— А вы — молодой болван! — ответил Устименко.
— Послушайте! — взревел Шервуд.
— У вас вопрос? — спросил Ганичев.
Володя молчал.
Еще в первой четверти миновало то время, когда он задавал вопросы, на которые не все педагоги могли ответить. Но отвечать самому на вопросы учителей так, как бы они того хотели, он не мог из-за своей врожденной грубой честности. И поэтому вызов Володи к доске всегда был спектаклем для класса. Разумеется, он знал меньше, чем педагог; конечно, его знания были более поверхностными, чем знания учителя, но он всегда знал шире и часто говорил то, чего не только не было в учебнике, но о чем не знал и преподаватель. И не раз случалось, что Володя своими ответами пробуждал мысль десятого «Б» класса, и школьники счастливо замирали, слушая словесный поединок Адама и Володи.
— Это чистейший идеализм, мистика, поповщина! — кричал Адам.

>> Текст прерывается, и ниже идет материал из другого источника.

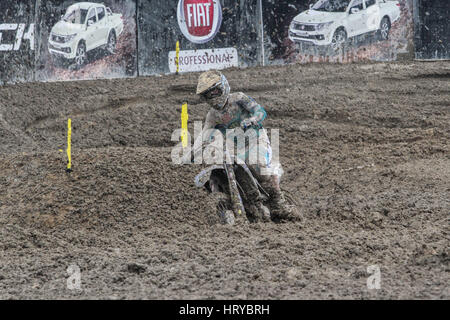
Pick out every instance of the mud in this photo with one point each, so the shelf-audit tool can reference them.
(365, 148)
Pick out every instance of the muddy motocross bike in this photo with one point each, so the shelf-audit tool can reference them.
(241, 198)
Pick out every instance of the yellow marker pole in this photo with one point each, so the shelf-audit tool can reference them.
(69, 146)
(184, 119)
(177, 59)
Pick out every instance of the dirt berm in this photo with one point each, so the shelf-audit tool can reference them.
(365, 148)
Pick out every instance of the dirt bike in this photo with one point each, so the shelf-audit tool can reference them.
(240, 195)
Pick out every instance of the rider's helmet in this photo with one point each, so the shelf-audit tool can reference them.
(213, 88)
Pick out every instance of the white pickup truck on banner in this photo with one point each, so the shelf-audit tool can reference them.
(203, 59)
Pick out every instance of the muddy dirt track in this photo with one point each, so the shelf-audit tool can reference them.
(365, 148)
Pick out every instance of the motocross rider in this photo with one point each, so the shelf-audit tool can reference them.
(231, 110)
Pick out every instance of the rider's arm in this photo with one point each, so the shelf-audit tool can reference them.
(257, 112)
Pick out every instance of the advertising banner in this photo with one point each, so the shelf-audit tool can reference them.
(203, 59)
(17, 41)
(86, 40)
(212, 34)
(337, 30)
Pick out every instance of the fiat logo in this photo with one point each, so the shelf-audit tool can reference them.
(199, 20)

— Марксистам надлежит разобраться в факте, уже вышедшем из стадии эксперимента, а не просто ругать самый факт! — твердо и спокойно отвечал Устименко. — Я вам привел факт, а вы ругаетесь.
И он спокойно шел на свое место, в то время как Адам неверной рукой сначала писал в журнале двойку, а потом переделывал ее на пятерку. При всей своей ограниченности Егор Адамович был честным человеком. А товарищи тайком показывали Володе большой палец и писали друг другу записки с такими словами: «Ну и дал!», «Краса и гордость!», «Интересно, что из него выйдет?» Но Володя ничего этого не замечал, не слышал и не видел. Он уже сидел за своей партой, читая новую книгу о кровообращении, которую получил только до завтрашнего вечера, до занятий институтского кружка. В шестнадцатом веке испанский врач Сервет совсем было разрешил загадку кровообращения, но окончил свою жизнь на костре. О, подлецы!

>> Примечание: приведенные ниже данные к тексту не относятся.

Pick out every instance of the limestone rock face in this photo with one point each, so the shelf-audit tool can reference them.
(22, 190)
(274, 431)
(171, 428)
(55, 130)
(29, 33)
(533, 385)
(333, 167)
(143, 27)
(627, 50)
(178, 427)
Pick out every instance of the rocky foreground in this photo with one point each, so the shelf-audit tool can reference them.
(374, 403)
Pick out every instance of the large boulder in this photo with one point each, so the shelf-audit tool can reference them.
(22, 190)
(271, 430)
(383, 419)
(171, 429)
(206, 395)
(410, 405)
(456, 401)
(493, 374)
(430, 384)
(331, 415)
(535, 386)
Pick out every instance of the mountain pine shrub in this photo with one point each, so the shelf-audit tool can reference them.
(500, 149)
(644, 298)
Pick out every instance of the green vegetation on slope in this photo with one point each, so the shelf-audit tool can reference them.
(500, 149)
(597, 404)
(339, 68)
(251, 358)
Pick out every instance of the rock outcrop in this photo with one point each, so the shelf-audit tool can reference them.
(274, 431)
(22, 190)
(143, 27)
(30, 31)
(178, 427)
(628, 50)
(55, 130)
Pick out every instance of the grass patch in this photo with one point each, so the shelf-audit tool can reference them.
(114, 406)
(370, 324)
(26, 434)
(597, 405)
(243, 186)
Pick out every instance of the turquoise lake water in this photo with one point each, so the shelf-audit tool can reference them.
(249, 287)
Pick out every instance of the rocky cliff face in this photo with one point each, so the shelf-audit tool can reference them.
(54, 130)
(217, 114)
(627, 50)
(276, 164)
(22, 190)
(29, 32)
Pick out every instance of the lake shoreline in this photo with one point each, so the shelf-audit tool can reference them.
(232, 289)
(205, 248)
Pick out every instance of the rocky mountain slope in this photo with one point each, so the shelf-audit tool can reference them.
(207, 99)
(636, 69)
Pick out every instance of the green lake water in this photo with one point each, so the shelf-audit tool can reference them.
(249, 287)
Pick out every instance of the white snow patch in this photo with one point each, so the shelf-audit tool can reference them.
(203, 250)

— Чего ты бормочешь? — спросил Володю сосед по парте Рыжиков.
— А? — удивился Устименко.
И все-таки в институт он попал едва-едва. Выбрав для сочинения «Отцов и детей» Тургенева, он занялся только Базаровым и с присущей ему страстностью и даже одержимостью назвал Базарова «пролагателем новых, еще не изведанных путей в русской науке», а бедного Ивана Сергеевича — «дворянским Обломовым, писавшим единственно в целях утверждения искусства для искусства, а еще более вероятно — в целях препровождения времени, свободного от выслушивания колоратур Виардо». Эта старомодная фраза так понравилась Володе, что он даже подчеркнул ее волнистой чертой, разумеется, совершенно не предполагая, что экзаменаторша именно после этой фразы будет принимать валерьянку с ландышем. Выдержки из Володиного сочинения читались на заседании приемной комиссии, конечно, под общий смех и неодобрительные возгласы. Не смеялся только Ганичев. И так как в институте он пользовался всеобщим уважением, немножко связанным со страхом, все заметили, как он не смеется.